Abstract

Total lymphocyte counts (TLC) may be used as an alternative for CD4 cell counts to monitor HIV infection in resource-limited settings, where CD4 cell counts are too expensive or not available. We used prospectively collected patient data from an urban HIV clinic in Indonesia. Predictors of mortality were identified via Cox regression, and the relation between TLC and CD4 cell counts was calculated by linear regression. Receiver operating characteristics (ROC) curves were used to choose the cut-off values of TLC corresponding with CD4 cell counts <200 and ≤350 cells/μl. Based on these analyses, we designed TLC-based treatment algorithms. Of 889 antiretroviral treatment (ART)-naïve subjects included, 66% had CD4 cell counts <200 and 81% had 350 ≤ cells/μl at baseline. TLC and CD4 cell count were equally strong predictors of mortality in our population, where ART was started based on CD4 cell count criteria. The correlation coefficient (R) between TLC and √CD4 was 0.70. Optimal cut-off values for TLC to identify patients with CD4 cell counts <200 and ≤350 cells/μl were 1500 and 1700 cells/μl, respectively.
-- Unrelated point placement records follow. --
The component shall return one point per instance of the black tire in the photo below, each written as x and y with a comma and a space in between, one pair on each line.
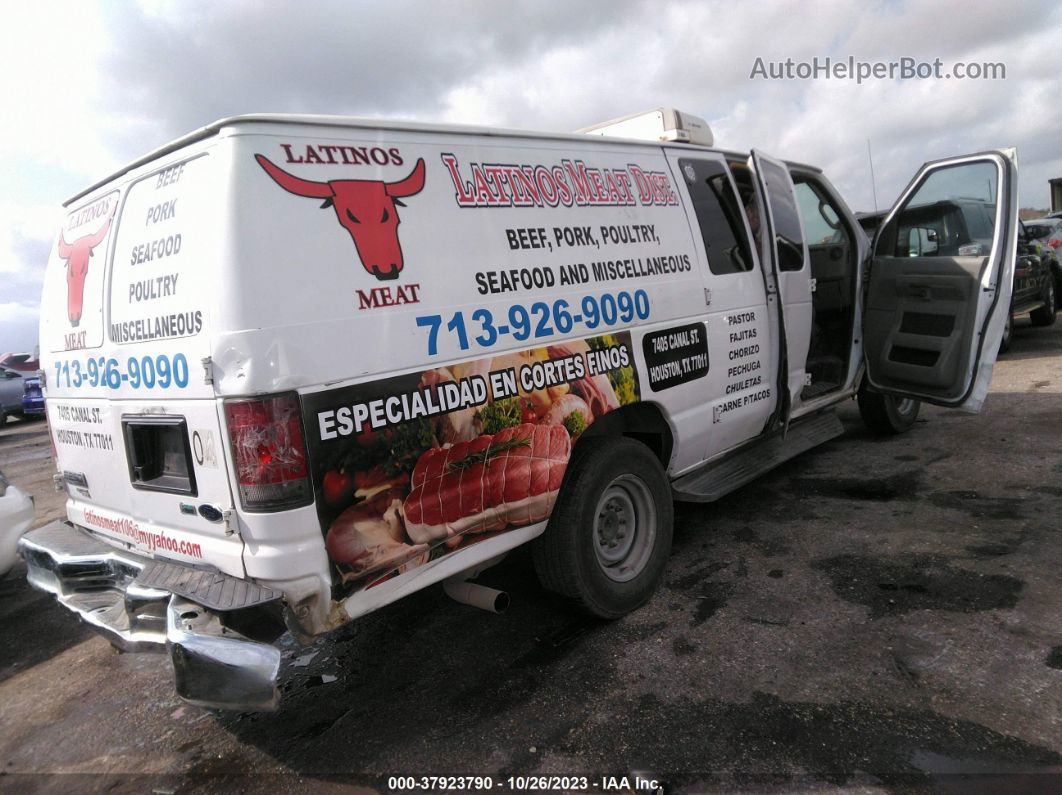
605, 476
1008, 332
1046, 314
885, 414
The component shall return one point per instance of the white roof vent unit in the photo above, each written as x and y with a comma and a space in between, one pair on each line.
662, 124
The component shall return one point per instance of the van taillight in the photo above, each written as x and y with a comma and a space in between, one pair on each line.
269, 452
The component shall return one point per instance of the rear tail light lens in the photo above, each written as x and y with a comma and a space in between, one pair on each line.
269, 452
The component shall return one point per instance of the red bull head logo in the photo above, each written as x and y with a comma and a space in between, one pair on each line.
76, 256
366, 208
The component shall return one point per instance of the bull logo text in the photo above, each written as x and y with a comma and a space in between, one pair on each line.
366, 208
76, 255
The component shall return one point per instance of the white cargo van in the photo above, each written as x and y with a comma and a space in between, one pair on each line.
298, 367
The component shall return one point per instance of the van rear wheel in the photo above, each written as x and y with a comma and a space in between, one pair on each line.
885, 414
610, 535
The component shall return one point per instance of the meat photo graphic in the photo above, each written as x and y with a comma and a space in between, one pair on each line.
487, 483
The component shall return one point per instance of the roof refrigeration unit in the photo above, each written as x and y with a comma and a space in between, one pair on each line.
661, 124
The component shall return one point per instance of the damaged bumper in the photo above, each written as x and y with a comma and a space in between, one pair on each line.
146, 605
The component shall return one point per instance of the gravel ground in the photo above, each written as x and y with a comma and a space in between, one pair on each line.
876, 615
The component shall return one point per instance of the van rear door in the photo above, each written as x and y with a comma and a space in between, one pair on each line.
940, 281
125, 316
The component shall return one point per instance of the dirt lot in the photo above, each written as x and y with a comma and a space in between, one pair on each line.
876, 615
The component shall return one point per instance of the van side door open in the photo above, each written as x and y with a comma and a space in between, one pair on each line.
940, 281
787, 251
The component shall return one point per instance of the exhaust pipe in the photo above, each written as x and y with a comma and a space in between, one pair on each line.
475, 594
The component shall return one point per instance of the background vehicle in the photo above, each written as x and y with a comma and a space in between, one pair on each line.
1034, 287
20, 362
33, 398
16, 516
12, 392
1047, 231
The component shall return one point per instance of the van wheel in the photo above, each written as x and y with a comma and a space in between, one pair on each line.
1045, 315
610, 534
886, 414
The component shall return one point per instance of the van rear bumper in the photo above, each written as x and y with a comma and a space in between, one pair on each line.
146, 605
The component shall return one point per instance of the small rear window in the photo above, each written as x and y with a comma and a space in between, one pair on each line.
159, 455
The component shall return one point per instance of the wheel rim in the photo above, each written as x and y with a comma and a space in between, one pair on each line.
624, 528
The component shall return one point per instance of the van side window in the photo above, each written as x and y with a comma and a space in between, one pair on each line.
788, 234
951, 214
718, 214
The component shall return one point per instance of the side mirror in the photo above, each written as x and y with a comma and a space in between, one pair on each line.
922, 242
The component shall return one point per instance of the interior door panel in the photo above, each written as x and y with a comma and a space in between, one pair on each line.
940, 281
921, 312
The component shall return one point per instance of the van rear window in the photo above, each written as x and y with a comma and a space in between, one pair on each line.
718, 214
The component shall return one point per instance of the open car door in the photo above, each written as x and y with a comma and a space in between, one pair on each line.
940, 281
789, 261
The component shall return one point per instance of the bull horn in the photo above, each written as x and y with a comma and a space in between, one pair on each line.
293, 184
409, 186
95, 240
65, 249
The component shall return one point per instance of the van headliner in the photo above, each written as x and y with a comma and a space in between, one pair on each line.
354, 121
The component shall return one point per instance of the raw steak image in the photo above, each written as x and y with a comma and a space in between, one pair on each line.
489, 483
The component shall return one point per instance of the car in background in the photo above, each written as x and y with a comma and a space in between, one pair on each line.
1034, 291
16, 516
33, 398
12, 391
1047, 231
21, 362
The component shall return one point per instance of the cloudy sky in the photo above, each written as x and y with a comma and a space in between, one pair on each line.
88, 86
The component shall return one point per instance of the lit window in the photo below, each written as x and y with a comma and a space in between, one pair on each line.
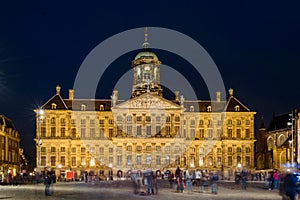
101, 108
237, 108
53, 106
208, 108
192, 108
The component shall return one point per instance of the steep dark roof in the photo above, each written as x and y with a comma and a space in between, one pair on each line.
57, 99
4, 121
91, 104
201, 106
232, 103
279, 122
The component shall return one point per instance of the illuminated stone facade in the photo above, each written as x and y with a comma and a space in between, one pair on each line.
275, 150
9, 147
146, 131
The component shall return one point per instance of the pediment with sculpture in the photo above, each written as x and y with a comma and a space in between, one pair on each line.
148, 101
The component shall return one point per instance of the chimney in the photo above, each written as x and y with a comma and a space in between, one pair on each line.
218, 96
71, 94
57, 89
176, 95
230, 92
114, 97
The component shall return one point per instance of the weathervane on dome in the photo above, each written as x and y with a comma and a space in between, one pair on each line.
146, 43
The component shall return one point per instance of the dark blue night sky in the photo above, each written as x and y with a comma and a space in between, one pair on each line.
255, 45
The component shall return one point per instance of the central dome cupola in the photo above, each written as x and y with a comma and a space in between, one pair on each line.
146, 71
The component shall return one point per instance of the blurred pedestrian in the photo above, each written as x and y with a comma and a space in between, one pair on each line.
188, 180
214, 188
276, 177
290, 185
47, 183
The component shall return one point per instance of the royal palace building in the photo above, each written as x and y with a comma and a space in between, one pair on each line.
279, 142
147, 131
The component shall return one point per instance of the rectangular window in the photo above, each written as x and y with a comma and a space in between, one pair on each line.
138, 160
148, 130
111, 160
238, 133
210, 133
82, 133
92, 133
43, 161
139, 130
158, 160
167, 148
101, 122
53, 160
139, 148
83, 161
43, 132
53, 149
192, 133
158, 119
63, 160
247, 160
119, 160
168, 119
129, 130
73, 132
201, 133
101, 150
219, 161
247, 133
229, 160
229, 133
129, 160
119, 149
63, 132
177, 160
53, 131
73, 161
111, 132
168, 130
139, 118
168, 161
148, 119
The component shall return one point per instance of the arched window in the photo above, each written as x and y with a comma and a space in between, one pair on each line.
192, 108
208, 108
53, 106
101, 107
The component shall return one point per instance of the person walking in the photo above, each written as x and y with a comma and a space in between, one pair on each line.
188, 180
47, 183
276, 178
214, 187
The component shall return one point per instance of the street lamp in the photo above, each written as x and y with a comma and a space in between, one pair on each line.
39, 141
291, 124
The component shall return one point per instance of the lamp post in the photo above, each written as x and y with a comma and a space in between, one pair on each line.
39, 141
291, 124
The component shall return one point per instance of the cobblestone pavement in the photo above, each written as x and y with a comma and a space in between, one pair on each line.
89, 191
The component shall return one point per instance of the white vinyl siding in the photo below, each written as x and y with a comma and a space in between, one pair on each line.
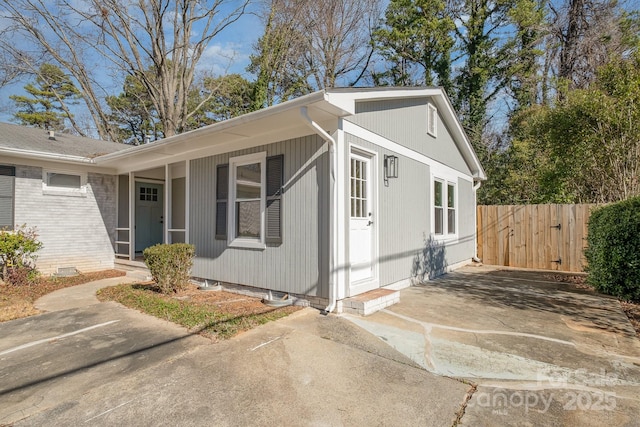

Treatment algorithms based on a combination of TLC, gender, oral thrush, anaemia and body mass index performed better in terms of predictive value than WHO staging or TLC alone. In our cohort, such an algorithm would on average have saved $14.05 per patient. Total lymphocyte counts is a good marker for HIV-associated mortality. Simple algorithms including TLC can prioritize patients for HIV treatment in a resource-limited setting, until affordable CD4 cell counts will be universally available.